Optimization is typically performed jointly for the conditional mean, covariance (JMCE), and score networks. The aggregate loss is designed to encourage accurate prediction, statistical consistency, and numerical stability (regularizing minimum eigenvalues of $\hat{\Sigma}$). For conditional whitening, the core loss integrates:

• Mean reconstruction error ($L_2$)
• Covariance discrepancy (nuclear and Frobenius norms)
• Eigenvalue penalty ($R_{\lambda_{\text{min}}}$)
• Forward consistency loss (especially in WS-Diff)

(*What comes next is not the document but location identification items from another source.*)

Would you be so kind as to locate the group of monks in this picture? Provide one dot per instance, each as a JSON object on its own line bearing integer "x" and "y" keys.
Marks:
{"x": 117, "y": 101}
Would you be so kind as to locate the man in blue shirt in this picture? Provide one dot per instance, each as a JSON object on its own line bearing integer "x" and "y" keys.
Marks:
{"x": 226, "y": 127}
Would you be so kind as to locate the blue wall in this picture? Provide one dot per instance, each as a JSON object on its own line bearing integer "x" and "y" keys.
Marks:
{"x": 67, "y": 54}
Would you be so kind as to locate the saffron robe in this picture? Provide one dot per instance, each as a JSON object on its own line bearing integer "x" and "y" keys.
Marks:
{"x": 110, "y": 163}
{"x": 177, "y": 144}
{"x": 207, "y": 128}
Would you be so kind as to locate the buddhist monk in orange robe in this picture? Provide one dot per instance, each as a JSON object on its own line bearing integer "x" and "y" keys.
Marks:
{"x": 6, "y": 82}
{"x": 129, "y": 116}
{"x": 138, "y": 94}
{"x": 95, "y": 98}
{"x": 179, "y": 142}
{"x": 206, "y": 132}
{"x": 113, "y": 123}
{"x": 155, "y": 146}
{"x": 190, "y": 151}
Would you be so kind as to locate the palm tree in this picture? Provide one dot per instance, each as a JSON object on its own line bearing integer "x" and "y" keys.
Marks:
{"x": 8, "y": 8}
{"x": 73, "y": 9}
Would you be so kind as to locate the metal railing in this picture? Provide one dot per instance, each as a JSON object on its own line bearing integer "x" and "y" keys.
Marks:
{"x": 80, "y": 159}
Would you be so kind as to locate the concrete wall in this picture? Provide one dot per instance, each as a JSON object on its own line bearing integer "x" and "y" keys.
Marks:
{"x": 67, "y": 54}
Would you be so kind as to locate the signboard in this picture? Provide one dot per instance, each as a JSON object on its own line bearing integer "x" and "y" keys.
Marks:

This composite objective ensures that the sufficient condition guaranteeing reduced KL divergence is satisfied. Hybrid training strategies (e.g., two-stage "Mix" training (Du et al., 2022)) further optimize the balance between forward SDE learning and reverse score matching.

6. Future Directions and Extensions

Current research in CW-Diff highlights several promising areas for further investigation:

• Efficient inference: Combining momentum samplers, predictor–corrector schemes, or integrating continuous normalizing flows for faster reverse-time sampling.
• Non-linear measurement models: Extending conditional whitening and structured score estimation to non-linear forward operators and domains beyond linear inverse problems.
• Domain transfer: Applying CW-Diff to new modalities (e.g., video, remote sensing, medical imaging) by adapting conditional whitening to spatial-temporal and multi-channel correlations.
• Adaptive and multi-scale frequency conditioning: Expanding the hybrid frequency paradigm with alternative transforms or dynamic masking in spectral or spatial domains.
• Enhanced prior incorporation: Learning richer conditional statistics (mean, covariance, higher moments) via transformer-based JMCE modules, adaptive over sliding windows, or in complex autoregressive architectures (Yang et al., 25 Sep 2025).

CW-Diff thus constitutes a flexible, theoretically-grounded framework for generative modeling and inverse problem inference in environments characterized by structured, data-dependent noise and conditional dependencies. Its ability to integrate conditional whitening into both the forward and reverse diffusion processes substantially improves generative fidelity, posterior accuracy, and robustness to distribution shifts.